Soybean [Glycine max (L.) Merr.] is the most widely grown legume in the world, providing an important source of protein and oil. Soybean can be used in many ways such as ingredients in the formulation of a multitude of human foods, animal feed, and industrial products. As the dominant oil-seed in world trade, soybean contributes to greater than about half of global oilseed production. Therefore, soybean is considered as one of the most important economic crops both in the U.S. and abroad. Although global soybean production has increased steadily, future demand for soybean still cannot be satisfied due to a growing world population and limited land resources.
During its entire life cycle, soybean may be attacked by many pathogens, such as fungi, bacteria, viruses, and nematodes, and suffer many diseases in any tissue. The soybean cyst nematode (Heterodera glycines, SCN) is the pest that causes the most economic damage of soybean in the U.S. SCN is a small plant-parasitic roundworm, and most stages of SCN cannot be seen by unaided eyes. SCN feeds on the soybean roots and robs nutrients from the soybean. When soybean plants are severely damaged by nematodes, they become stunted and turn chlorotic. Controlling SCN in commercial soybean productions remains difficult because SCN has a short life cycle and populations can build rapidly. Frequent changes in population virulence of SCN also contribute to the difficulty in the management of this pest. In addition, the cysts of SCN can survive in the soil for up to nine years and then break to release the eggs under proper conditions, increasing the probability of the nematodes' dispersing via infested soil.
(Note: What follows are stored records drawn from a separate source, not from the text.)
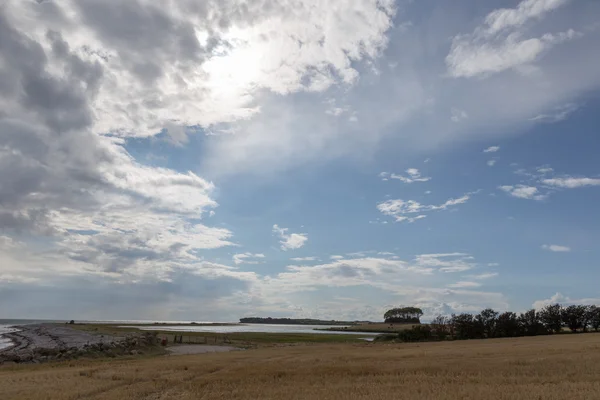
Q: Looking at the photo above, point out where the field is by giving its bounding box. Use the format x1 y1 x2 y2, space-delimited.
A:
0 333 600 400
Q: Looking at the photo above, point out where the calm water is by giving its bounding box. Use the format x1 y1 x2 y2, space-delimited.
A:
122 324 373 336
0 319 63 350
0 319 374 350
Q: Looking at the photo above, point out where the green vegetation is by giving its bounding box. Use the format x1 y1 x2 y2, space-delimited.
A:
240 317 364 325
316 322 415 333
398 304 600 342
383 307 423 324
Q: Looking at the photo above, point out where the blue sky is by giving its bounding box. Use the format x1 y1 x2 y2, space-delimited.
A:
0 0 600 320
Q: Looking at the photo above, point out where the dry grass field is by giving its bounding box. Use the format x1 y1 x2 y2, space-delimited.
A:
0 334 600 400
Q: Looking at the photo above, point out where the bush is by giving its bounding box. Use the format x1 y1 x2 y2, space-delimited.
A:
398 325 432 342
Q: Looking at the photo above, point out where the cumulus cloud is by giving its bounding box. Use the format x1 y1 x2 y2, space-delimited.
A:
483 146 500 153
290 256 319 261
533 292 600 310
414 253 477 273
377 194 471 222
542 244 571 253
446 0 581 78
0 7 232 286
499 165 600 200
273 224 308 251
499 185 546 200
531 103 579 123
542 176 600 189
448 281 481 288
379 168 431 183
467 270 498 280
450 108 469 122
233 253 265 265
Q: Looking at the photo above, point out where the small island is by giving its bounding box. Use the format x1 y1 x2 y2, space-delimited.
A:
240 317 368 325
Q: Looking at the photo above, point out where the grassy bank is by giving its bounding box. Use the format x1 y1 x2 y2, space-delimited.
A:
0 334 600 400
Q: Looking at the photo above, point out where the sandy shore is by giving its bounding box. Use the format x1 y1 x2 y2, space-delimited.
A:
167 344 240 355
0 324 123 363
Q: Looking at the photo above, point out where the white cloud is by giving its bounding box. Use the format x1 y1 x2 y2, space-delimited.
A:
379 168 431 183
377 194 471 222
290 256 319 261
448 281 481 288
537 166 554 175
483 146 500 153
499 185 547 200
233 253 265 265
538 177 600 189
531 103 579 123
450 108 469 122
542 244 571 253
533 292 600 310
446 0 581 78
273 224 308 251
415 253 477 273
467 270 498 280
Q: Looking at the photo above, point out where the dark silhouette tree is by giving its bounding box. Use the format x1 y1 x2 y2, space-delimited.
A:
539 304 563 333
496 311 522 337
429 315 450 340
561 305 587 332
475 308 498 338
519 309 547 336
450 313 477 340
587 306 600 332
383 307 423 324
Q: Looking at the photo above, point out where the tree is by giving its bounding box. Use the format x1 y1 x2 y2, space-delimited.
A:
519 309 547 336
398 325 432 342
539 304 563 333
561 305 587 332
496 311 521 337
588 306 600 332
429 315 450 340
475 308 498 338
383 307 423 324
450 313 476 340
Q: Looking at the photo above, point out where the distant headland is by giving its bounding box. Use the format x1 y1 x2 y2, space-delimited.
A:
240 317 368 325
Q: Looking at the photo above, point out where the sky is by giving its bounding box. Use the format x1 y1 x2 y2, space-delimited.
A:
0 0 600 321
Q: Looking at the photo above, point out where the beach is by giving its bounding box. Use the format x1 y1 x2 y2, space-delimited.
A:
0 323 124 363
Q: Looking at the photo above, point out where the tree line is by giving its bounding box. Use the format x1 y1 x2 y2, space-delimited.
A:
383 307 423 324
399 304 600 342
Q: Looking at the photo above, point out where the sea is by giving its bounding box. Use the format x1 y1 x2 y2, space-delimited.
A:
0 319 373 350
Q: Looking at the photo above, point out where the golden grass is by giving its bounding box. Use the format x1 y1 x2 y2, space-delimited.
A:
0 333 600 400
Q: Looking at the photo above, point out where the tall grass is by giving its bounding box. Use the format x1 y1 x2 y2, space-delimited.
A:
0 334 600 400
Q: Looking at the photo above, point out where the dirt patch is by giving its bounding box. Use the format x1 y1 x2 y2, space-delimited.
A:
167 344 240 355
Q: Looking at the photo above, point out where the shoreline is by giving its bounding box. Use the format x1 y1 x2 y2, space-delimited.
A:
0 324 135 364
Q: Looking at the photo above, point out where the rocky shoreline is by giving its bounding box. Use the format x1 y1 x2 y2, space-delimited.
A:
0 324 157 364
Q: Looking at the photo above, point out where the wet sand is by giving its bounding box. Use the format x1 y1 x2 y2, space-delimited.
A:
167 344 240 355
0 324 123 363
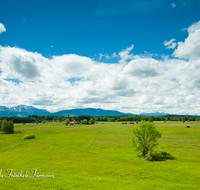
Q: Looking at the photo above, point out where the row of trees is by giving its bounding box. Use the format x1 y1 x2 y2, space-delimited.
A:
0 115 200 123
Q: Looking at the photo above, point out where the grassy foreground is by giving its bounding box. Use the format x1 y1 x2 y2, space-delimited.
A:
0 122 200 190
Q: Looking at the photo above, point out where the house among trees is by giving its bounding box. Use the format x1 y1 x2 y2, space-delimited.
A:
69 121 77 125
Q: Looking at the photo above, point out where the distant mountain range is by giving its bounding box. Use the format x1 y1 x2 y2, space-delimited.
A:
0 105 168 117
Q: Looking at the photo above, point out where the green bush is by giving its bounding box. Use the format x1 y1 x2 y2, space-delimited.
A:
23 135 35 139
81 119 88 124
64 119 70 125
1 119 14 134
89 118 95 124
14 130 22 134
147 151 173 161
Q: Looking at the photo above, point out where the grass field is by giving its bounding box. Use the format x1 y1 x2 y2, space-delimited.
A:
0 122 200 190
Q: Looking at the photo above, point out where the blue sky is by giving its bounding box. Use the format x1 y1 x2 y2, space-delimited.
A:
0 0 200 114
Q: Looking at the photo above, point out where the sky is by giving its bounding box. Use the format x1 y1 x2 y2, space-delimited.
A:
0 0 200 115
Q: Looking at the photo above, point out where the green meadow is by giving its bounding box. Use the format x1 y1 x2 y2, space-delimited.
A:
0 121 200 190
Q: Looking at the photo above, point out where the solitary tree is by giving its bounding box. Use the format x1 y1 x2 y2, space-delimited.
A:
89 118 95 124
131 121 162 157
1 119 14 134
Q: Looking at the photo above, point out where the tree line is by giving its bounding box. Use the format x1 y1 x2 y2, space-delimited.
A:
0 115 200 123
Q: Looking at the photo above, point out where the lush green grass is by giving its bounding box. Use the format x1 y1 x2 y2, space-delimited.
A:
0 122 200 190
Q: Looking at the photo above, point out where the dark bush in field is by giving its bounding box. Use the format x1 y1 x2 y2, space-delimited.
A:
1 119 14 134
23 135 35 139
The methods used to control and manage SCN in soybean production include crop rotation, the use of SCN-resistant cultivars, and the application of nematicides, which are often used in an integrated manner. However, these approaches often face economic restrictions, are time-consuming, and use of nematicides can result in environmental problems. Additionally, for some areas, economic factors may limit the use of crop rotation. Considering the long-term demands of soybean, it is critical to manage SCN infestation in soybean production. Thus, in implementing a transgenic approach to pest control, one strategy is to increase the expression of desirable nucleic acids and protein in response to pathogens. Consequently, there is a continued need for the controlled expression of nucleic acids and proteins deleterious to pests, for example in response to plant damage.